The evening ends with a good old-fashioned karaoke knees-up at the hotel bar, where — remembering my missed opportunity in 2010 — I attempt to convince Keith Moreland to sing a duet with me. "Hey Zonk, will you do a song with me?" I ask. "Aw, I don't know," he says, "I'm not really a singer." "How 'bout 'We're an American Band' by Grand Funk Railroad?" Moreland's eyes light up. "You know," he says, "that's a really good song!" Twenty minutes later, the Cubs' color commentator and I are bringing the house down with our rendition of the finest road debauchery rock song ever written.
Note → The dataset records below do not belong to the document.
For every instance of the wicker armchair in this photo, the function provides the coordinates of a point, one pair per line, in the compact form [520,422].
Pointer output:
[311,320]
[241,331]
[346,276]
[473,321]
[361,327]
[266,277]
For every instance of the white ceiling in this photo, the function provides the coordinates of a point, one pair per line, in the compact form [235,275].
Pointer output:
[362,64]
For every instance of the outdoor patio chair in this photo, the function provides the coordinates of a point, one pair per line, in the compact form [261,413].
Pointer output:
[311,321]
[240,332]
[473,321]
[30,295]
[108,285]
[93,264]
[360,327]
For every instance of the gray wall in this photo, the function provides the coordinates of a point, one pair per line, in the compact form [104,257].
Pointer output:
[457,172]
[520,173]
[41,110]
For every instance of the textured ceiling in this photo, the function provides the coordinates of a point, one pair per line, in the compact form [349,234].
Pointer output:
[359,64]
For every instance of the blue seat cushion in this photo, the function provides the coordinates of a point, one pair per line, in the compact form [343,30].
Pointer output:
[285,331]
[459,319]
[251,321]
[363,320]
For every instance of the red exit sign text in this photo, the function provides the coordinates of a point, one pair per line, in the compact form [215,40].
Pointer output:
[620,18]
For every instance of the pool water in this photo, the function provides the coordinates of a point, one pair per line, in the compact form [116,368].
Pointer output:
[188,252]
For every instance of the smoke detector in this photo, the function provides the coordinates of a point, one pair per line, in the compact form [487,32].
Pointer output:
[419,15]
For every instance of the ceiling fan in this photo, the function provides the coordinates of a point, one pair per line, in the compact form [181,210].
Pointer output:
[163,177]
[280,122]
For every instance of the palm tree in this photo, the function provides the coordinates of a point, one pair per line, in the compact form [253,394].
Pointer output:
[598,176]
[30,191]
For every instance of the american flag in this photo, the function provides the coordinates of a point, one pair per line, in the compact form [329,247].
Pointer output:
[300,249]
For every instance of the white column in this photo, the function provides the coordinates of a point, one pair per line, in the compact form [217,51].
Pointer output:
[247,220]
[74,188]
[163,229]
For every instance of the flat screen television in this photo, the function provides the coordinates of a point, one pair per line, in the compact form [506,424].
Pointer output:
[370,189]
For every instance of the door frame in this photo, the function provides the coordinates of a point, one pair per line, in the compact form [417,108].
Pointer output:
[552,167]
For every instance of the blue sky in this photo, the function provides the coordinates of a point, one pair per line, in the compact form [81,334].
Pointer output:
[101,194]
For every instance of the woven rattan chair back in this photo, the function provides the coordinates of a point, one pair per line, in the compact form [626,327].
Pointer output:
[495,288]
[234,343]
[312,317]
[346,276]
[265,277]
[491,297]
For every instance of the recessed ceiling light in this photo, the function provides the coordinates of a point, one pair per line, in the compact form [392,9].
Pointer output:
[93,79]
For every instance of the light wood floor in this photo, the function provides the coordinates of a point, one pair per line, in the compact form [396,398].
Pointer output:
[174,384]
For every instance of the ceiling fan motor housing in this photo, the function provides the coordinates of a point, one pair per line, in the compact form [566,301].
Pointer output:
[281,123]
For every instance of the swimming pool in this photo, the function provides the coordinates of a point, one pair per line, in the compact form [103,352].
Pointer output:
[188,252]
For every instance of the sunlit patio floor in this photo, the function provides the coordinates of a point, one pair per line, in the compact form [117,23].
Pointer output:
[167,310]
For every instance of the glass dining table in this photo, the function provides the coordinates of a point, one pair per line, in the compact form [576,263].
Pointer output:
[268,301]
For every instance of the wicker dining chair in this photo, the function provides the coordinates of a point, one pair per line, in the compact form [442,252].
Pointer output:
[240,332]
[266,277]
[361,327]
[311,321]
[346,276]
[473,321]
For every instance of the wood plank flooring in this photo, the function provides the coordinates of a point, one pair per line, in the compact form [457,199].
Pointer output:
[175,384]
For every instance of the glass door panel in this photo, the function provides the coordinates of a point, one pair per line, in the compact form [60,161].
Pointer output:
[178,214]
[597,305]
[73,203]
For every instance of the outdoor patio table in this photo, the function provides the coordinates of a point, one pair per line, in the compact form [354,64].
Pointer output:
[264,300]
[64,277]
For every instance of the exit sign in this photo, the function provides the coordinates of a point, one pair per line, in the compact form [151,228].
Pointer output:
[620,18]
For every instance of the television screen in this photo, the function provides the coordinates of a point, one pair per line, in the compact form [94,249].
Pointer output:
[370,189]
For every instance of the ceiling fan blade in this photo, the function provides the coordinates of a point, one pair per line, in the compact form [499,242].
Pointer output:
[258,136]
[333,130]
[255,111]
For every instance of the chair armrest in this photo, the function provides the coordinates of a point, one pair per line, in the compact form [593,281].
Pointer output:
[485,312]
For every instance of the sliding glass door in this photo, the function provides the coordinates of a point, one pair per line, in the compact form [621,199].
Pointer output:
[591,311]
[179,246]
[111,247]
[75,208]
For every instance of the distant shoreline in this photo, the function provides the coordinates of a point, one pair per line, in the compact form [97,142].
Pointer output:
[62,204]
It's a beautiful, surreal, magical moment...
It's been a month now since Cubs camp, and not a day goes by where I don't think about my experience. I haven't made it back to the batting cages yet — my cat Oscar, pictured above, has adopted my rubber thumb guard as his new favorite plaything — but I'm already thinking about getting my swing together for next January. I'm also thinking about two of my friends from Cubs camp, Bobby "Skates" Farinelli and Kevin Mallehan, who are dealing with some unexpected and most unwelcome health issues at the moment. When we hung out at camp, Skates was lamenting his dead legs and general lack of energy — turns out he was dealing with thyroid-triggered heart failure. "My doctor told me, 'You probably should have died on the ballfield in Arizona,'" reports Skates, who happily seems to now be on the mend. "He said, 'You’re either very tough, or very stubborn.' Of course my wife piped in 'or very stupid!'" Kevin, on the other hand, seemed fine and happy at camp, but he's recently been diagnosed with a brain tumor, and has to go in for surgery tomorrow. Kevin's doctors thankfully seem very encouraging about his prospects; but if you're the praying type, a prayer for my boys Skates and Kevin would definitely be appreciated.
It's easy enough to joke about fantasy baseball camp as some mid-life crisis manifestation, or a place where baseball fans pay a lot of money to relive the glories of their youth, or belatedly make up for the fact that they never made it to "The Show". There's some truth to all of this, of course, but such a flat assessment fails to factor in all the joy that also comes with the territory, that mainlined hit of pure Ernie Banks-style positivity that Skates, Kevin, all my other Cubs camp pals and I feel when we put on that uniform and head out onto the field. The good times and sweet memories you bring back stay with you, and remind you to savor those moments of childlike delight that can enrich your everyday life, if you'll only just get out and play — whether it's baseball or anything else that makes you giggle like a little kid again. Because, as Skates' and Kevin's situations remind me, the period between your first pack of baseball cards and your final innings are way too short, and you've gotta enjoy it while you still can. So let's play ball, y'all...
Beautiful stuff Dan. Sounds like an amazing time was had by all.
Posted by: Guy | March 01, 2012 at 03:05 PM
Beautifully chronicled! Your prose is a pro's prose.